ChatGPT had begun "editorialising the truth" by giving "weird answers like that there are more than two genders", Lorusso posited. Was that a driver behind Musk's decision to launch XAI, he asked.
"I do think there is significant danger in training AI to be politically correct, or in other words training AI to not say what it actually thinks is true," Musk replied. He had earlier told the event that his own company's AI would be "maximally true".
It is a common refrain from Musk, the world's richest person, the CEO of Tesla, and the owner of the platform formerly known as Twitter. "The danger of training AI to be woke - in other words, lie - is deadly," he tweeted last December in a reply to Sam Altman, the OpenAI founder.

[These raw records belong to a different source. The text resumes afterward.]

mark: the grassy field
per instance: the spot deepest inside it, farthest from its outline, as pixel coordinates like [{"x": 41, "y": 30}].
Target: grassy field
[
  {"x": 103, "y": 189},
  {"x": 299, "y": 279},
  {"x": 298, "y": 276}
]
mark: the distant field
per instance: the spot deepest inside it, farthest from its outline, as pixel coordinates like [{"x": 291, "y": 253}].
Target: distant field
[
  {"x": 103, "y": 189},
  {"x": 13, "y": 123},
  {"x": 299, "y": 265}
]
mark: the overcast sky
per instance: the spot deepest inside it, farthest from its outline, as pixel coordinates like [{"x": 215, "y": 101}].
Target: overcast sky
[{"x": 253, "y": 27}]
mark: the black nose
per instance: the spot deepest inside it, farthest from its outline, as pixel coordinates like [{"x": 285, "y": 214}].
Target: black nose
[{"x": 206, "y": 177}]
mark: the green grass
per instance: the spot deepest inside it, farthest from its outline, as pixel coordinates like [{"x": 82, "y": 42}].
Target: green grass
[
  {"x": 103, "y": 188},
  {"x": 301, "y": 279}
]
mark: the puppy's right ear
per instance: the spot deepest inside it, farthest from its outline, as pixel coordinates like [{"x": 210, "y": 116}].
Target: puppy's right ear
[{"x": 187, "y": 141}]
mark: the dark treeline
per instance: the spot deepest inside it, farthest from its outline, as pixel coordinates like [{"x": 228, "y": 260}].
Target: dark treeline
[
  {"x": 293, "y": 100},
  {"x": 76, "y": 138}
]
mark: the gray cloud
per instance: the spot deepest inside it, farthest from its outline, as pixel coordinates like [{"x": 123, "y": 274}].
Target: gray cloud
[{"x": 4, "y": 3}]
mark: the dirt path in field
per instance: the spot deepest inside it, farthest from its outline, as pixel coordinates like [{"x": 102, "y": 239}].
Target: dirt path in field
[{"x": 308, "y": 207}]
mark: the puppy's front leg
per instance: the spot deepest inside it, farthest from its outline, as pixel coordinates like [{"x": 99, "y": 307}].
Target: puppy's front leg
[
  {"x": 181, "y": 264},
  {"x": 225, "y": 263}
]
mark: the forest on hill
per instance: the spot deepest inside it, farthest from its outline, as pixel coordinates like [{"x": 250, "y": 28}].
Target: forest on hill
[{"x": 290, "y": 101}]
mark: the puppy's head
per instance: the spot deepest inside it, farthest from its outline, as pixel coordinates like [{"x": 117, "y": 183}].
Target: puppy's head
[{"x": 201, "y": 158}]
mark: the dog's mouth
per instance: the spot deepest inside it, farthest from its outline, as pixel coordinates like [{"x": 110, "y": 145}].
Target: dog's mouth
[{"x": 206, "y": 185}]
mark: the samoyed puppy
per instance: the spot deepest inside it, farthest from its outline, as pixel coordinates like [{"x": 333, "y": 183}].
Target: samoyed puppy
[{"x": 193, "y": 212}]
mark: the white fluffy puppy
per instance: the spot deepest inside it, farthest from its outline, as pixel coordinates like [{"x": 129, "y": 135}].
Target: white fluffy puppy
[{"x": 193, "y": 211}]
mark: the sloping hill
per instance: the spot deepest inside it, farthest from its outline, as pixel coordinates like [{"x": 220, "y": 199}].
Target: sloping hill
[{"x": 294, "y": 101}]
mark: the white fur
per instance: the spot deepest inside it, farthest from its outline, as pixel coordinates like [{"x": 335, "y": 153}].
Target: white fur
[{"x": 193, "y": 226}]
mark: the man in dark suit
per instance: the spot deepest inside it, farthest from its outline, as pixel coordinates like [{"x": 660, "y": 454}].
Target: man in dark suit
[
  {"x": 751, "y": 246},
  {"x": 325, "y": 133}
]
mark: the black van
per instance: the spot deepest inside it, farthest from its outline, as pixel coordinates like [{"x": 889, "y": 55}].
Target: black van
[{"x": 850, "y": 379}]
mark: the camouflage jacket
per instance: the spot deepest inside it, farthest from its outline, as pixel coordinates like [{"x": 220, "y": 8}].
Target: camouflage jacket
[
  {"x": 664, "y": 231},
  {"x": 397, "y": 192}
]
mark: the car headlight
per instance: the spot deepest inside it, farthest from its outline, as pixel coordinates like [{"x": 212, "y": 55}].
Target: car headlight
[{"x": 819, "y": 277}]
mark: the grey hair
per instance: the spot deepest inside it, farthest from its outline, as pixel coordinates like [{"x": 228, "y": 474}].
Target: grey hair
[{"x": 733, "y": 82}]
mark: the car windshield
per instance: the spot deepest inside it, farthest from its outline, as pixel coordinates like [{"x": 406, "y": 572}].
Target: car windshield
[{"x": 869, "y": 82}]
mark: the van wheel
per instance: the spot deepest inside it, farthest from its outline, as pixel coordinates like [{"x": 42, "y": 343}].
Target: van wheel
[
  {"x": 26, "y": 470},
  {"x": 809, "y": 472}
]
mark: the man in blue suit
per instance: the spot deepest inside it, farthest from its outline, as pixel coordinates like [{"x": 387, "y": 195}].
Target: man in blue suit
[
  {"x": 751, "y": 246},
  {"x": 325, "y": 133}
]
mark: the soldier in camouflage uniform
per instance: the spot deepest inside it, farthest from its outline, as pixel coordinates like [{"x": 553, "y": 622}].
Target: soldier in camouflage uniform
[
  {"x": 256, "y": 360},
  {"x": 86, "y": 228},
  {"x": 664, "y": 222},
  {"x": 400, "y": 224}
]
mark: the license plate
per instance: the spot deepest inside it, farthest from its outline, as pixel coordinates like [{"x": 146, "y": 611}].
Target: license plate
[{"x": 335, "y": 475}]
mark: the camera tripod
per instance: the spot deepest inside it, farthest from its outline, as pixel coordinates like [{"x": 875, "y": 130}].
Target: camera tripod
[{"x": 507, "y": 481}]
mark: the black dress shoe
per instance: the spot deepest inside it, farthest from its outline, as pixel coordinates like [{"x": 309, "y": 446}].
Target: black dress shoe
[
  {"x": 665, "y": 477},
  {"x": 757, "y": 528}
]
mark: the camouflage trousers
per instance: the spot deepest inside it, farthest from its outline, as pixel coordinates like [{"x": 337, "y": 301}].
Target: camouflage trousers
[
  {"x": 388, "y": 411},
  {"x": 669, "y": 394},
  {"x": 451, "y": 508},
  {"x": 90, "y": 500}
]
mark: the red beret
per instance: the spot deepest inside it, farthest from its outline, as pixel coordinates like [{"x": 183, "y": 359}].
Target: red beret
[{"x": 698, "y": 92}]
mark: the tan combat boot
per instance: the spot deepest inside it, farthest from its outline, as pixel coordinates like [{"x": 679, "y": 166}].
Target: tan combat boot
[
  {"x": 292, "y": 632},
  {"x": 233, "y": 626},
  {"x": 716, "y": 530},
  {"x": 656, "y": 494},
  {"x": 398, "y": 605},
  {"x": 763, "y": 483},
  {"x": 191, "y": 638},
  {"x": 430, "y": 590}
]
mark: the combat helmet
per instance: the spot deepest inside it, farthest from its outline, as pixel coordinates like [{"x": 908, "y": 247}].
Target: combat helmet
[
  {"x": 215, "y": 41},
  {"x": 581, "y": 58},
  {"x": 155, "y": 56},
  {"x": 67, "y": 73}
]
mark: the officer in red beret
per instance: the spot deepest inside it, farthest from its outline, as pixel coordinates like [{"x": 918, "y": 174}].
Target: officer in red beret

Musk's relationship with AI is complicated. He has warned about the existential threat it poses for approximately a decade, and recently signed an open letter airing concerns it would destroy humanity, though he has simultaneously worked to advance the technology's development. He was an early investor and board member of OpenAI, and has said XAI's goal is "to understand the true nature of the universe".
But his criticism of currently dominant AI models as "too woke" has added to a larger rightwing rallying cry that has emerged amid the boom in publicly available generative AI tools that began with the launch of ChatGPT last November. As billions of dollars pour into the arms race to create ever more advanced artificial intelligence, generative AI has also become one of the latest battlefronts in the culture war, threatening to shape how the technology is operated and regulated at a critical time in its development.